Infectious agents can exist in more than one type of reservoir. The number and types of
reservoirs are important determinants of how easily an infectious disease can be
prevented, controlled, and, in some cases, eliminated or eradicated. Animal, particularly
wild animal, reservoirs, and environmental reservoirs in nature can be difficult to
manage and, thus, can pose significant challenges to public health control efforts. In
contrast, infectious agents that only occur in human reservoirs are among those most
easily targeted, as illustrated by the success of smallpox eradication.

Humans are the reservoir for many common infectious diseases including STIs (e.g.,
HIV, syphilis) and respiratory diseases (e.g., influenza). Humans also serve as a
reservoir, although not always a primary reservoir, for many neglected tropical
diseases (NTDs) as, for example, dracunculiasis (a.k.a. Guinea worm). From a public
health standpoint, an important feature of human reservoirs is that they might not show
signs of illness and, thus, can potentially act as unrecognized carriers of disease within
communities. The classic example of a human reservoir is the cook Mary Mallon
(Typhoid Mary); an asymptomatic chronic carrier of Salmonella enterica serovar Typhi
who was linked to at least 53 cases of typhoid fever (Soper, 1939).
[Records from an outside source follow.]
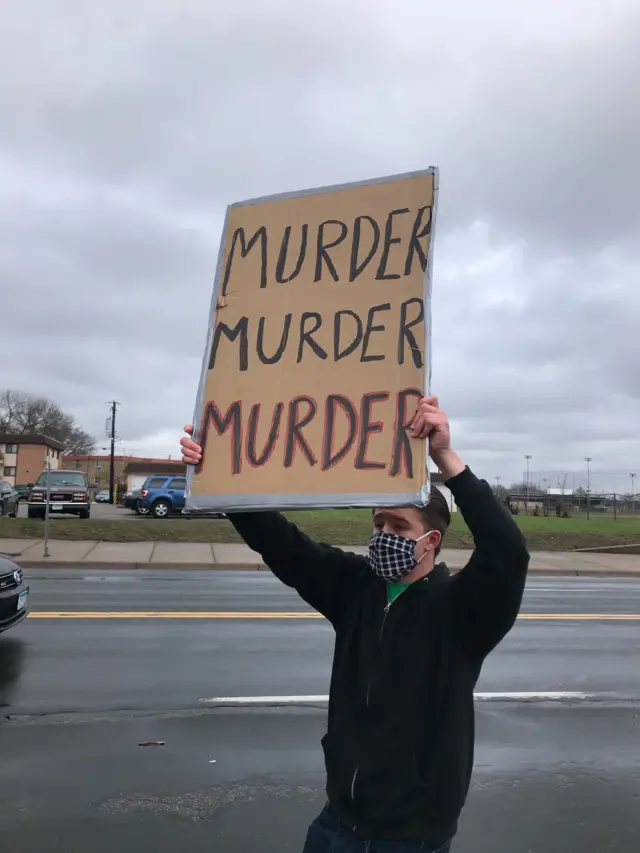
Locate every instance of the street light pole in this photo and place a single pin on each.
(526, 506)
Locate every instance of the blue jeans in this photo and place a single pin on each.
(328, 835)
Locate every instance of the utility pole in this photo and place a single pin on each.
(588, 460)
(46, 509)
(112, 461)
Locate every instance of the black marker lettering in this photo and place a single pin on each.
(356, 267)
(337, 327)
(275, 358)
(322, 254)
(370, 329)
(245, 248)
(305, 335)
(282, 256)
(401, 445)
(389, 241)
(240, 329)
(416, 236)
(406, 333)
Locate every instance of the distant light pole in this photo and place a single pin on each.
(526, 506)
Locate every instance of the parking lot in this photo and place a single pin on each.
(99, 511)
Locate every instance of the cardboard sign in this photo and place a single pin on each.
(318, 350)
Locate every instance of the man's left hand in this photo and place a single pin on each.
(432, 423)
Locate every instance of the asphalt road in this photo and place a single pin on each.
(81, 691)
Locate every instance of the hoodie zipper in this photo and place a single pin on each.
(387, 608)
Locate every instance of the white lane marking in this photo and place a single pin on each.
(540, 696)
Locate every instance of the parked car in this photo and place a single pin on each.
(162, 495)
(68, 494)
(8, 499)
(14, 593)
(23, 491)
(130, 501)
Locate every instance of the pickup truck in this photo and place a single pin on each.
(68, 494)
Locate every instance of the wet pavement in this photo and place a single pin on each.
(79, 695)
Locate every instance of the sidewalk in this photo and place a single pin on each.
(29, 553)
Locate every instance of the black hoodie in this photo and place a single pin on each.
(400, 740)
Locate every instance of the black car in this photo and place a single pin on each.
(8, 499)
(14, 593)
(23, 491)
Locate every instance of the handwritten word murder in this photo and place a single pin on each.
(369, 243)
(287, 424)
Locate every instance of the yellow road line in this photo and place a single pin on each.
(193, 614)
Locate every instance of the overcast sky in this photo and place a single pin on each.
(127, 127)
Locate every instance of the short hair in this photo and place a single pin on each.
(436, 515)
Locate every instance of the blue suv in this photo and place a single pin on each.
(162, 495)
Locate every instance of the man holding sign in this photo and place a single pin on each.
(411, 640)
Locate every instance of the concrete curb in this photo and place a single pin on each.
(596, 571)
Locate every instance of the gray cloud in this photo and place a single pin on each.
(126, 130)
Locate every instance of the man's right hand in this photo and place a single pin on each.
(191, 452)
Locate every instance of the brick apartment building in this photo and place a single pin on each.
(24, 457)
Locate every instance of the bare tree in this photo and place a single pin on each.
(24, 414)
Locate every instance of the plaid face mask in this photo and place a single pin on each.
(393, 557)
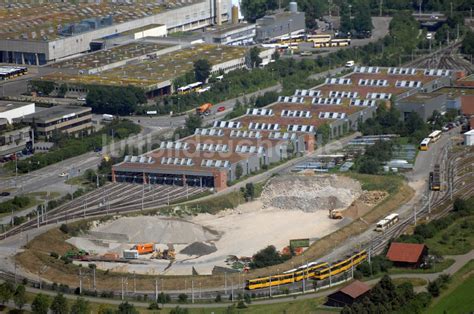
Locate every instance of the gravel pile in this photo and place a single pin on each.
(158, 230)
(310, 193)
(199, 248)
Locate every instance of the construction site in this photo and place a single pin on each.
(293, 206)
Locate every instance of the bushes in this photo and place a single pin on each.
(67, 147)
(267, 257)
(17, 203)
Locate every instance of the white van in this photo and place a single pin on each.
(350, 64)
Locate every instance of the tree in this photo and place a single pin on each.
(40, 304)
(249, 191)
(267, 257)
(192, 123)
(127, 308)
(163, 298)
(20, 296)
(433, 288)
(467, 46)
(362, 19)
(254, 57)
(59, 305)
(62, 90)
(182, 298)
(202, 70)
(105, 309)
(6, 292)
(80, 306)
(238, 171)
(255, 9)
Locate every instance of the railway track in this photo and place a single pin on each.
(112, 198)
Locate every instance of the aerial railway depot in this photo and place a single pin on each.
(261, 137)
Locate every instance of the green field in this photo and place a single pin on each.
(457, 239)
(458, 298)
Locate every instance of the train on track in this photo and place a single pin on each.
(435, 179)
(315, 271)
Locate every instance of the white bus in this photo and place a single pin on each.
(425, 143)
(387, 222)
(435, 135)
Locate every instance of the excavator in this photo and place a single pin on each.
(335, 214)
(204, 109)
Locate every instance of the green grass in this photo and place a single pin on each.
(389, 183)
(416, 282)
(457, 239)
(438, 267)
(457, 298)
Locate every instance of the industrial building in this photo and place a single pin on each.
(73, 120)
(227, 150)
(41, 33)
(13, 138)
(154, 71)
(10, 110)
(424, 104)
(231, 34)
(280, 24)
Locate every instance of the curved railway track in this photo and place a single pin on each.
(112, 198)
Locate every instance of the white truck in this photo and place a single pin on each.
(107, 117)
(130, 254)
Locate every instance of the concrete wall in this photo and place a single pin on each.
(424, 109)
(14, 141)
(18, 112)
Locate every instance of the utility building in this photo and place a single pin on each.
(280, 24)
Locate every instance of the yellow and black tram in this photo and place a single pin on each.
(318, 271)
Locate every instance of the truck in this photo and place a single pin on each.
(107, 117)
(145, 248)
(130, 254)
(204, 109)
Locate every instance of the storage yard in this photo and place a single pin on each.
(205, 241)
(154, 73)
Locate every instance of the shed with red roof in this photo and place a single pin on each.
(351, 293)
(407, 254)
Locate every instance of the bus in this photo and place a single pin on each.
(387, 222)
(425, 144)
(320, 38)
(193, 87)
(435, 135)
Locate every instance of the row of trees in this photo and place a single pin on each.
(67, 146)
(461, 208)
(389, 121)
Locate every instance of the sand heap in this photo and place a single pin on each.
(310, 193)
(157, 230)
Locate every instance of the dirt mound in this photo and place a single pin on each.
(199, 248)
(157, 230)
(311, 193)
(373, 197)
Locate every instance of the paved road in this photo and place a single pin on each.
(380, 30)
(460, 261)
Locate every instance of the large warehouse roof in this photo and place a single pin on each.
(44, 22)
(154, 71)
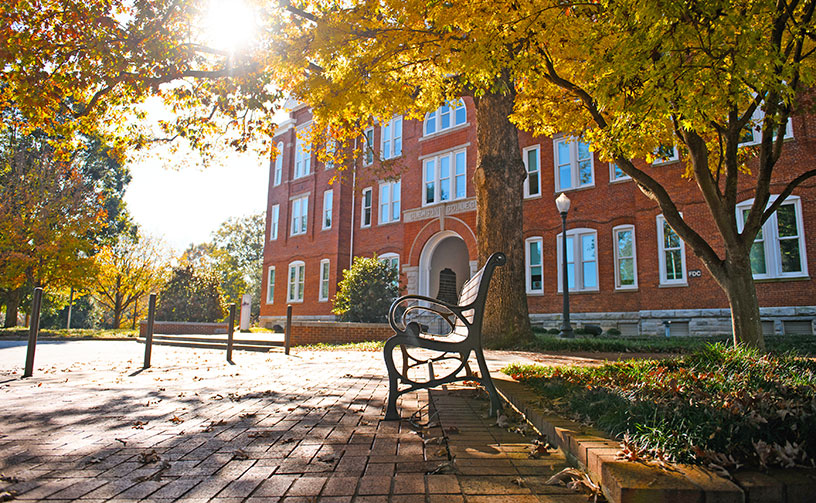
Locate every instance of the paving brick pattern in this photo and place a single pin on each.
(91, 427)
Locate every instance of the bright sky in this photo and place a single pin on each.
(185, 206)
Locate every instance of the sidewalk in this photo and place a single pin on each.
(91, 426)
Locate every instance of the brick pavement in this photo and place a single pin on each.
(90, 427)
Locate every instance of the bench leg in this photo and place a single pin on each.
(391, 413)
(495, 401)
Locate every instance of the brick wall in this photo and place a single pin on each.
(181, 328)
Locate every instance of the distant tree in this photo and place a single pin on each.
(54, 213)
(191, 294)
(127, 271)
(366, 291)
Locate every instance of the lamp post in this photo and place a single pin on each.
(562, 202)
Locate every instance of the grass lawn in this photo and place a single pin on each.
(543, 342)
(74, 333)
(722, 405)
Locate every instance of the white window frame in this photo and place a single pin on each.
(615, 231)
(456, 179)
(390, 200)
(277, 175)
(661, 256)
(366, 207)
(578, 259)
(270, 285)
(368, 146)
(391, 139)
(755, 125)
(303, 154)
(528, 193)
(528, 265)
(274, 222)
(300, 215)
(770, 239)
(573, 145)
(298, 282)
(666, 160)
(613, 175)
(328, 202)
(325, 271)
(434, 120)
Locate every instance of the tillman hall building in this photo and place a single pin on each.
(627, 268)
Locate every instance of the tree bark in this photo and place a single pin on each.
(13, 300)
(739, 287)
(499, 181)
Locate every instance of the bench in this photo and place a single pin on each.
(464, 321)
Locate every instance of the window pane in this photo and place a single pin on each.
(791, 259)
(624, 244)
(758, 258)
(626, 271)
(786, 221)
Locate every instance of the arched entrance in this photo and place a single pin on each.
(444, 250)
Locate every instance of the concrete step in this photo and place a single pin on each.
(216, 342)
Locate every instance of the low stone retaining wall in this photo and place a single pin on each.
(183, 328)
(336, 332)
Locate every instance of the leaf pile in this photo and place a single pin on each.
(719, 406)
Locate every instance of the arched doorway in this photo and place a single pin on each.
(444, 250)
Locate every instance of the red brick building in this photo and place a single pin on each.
(628, 270)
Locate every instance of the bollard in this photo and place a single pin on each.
(231, 330)
(287, 336)
(151, 316)
(33, 331)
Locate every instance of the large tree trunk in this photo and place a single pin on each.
(499, 181)
(13, 300)
(739, 287)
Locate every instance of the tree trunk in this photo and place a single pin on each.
(13, 300)
(741, 292)
(499, 181)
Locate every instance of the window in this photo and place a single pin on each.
(623, 239)
(278, 174)
(270, 285)
(368, 147)
(391, 140)
(303, 154)
(582, 260)
(327, 208)
(297, 273)
(445, 177)
(573, 164)
(752, 133)
(389, 202)
(779, 248)
(672, 254)
(451, 114)
(535, 267)
(365, 214)
(391, 259)
(665, 154)
(616, 174)
(273, 225)
(300, 215)
(532, 158)
(324, 280)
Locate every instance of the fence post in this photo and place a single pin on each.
(151, 316)
(231, 330)
(33, 331)
(287, 336)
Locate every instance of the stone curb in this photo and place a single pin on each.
(621, 481)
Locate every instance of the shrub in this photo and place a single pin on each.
(191, 295)
(367, 290)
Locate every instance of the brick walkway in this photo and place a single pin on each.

Animals are a reservoir for many human infectious diseases. Zoonosis is the term used
to describe any infectious disease that is naturally transmissible from animals to
humans. These diseases make up approximately 60% of all infectious diseases, and an
estimated 75% of recently emerging infectious diseases (Burke et al., 2012). Zoonotic
reservoirs and sources of human disease agents include both domestic (companion and
production) animals (e.g., dogs and cows) and wildlife. Control and prevention of
zoonotic diseases requires the concerted efforts of professionals of multiple disciplines
and is the basis for what has become known as the One Health approach (Gibbs, 2014).
This approach emphasizes the interconnectedness of human health, animal health, and
the environment and recognizes the necessity of multidisciplinary collaboration in order
to prevent and respond to public health threats.

Inanimate matter in the environment, such as soil and water, can also act as a reservoir
of human infectious disease agents. The causative agents of tetanus and botulism
(Clostridium tetani and C. botulinum) are examples of environmental pathogens that
can survive for years within soil and still remain infectious to humans. Legionella
pneumophila, the etiologic agent of Legionnaires' disease, is part of the natural flora of
freshwater rivers, streams, and other bodies. However, the pathogen particularly thrives
in engineered aquatic reservoirs such as cooling towers, fountains, and central air
conditioning systems, which provide conditions that promote bacterial multiplication
and are frequently linked to outbreaks. Soil and water are also sources of infection for
several protozoa and helminth species which, when excreted by a human reservoir host,
can often survive for weeks to months. Outbreaks of both cryptosporidiosis and
giardiasis commonly occur during summer months as a result of contact with
contaminated recreational water. Soil containing roundworm (Ascaris lumbricoides)
eggs is an important source of soil-transmitted helminth infections in children.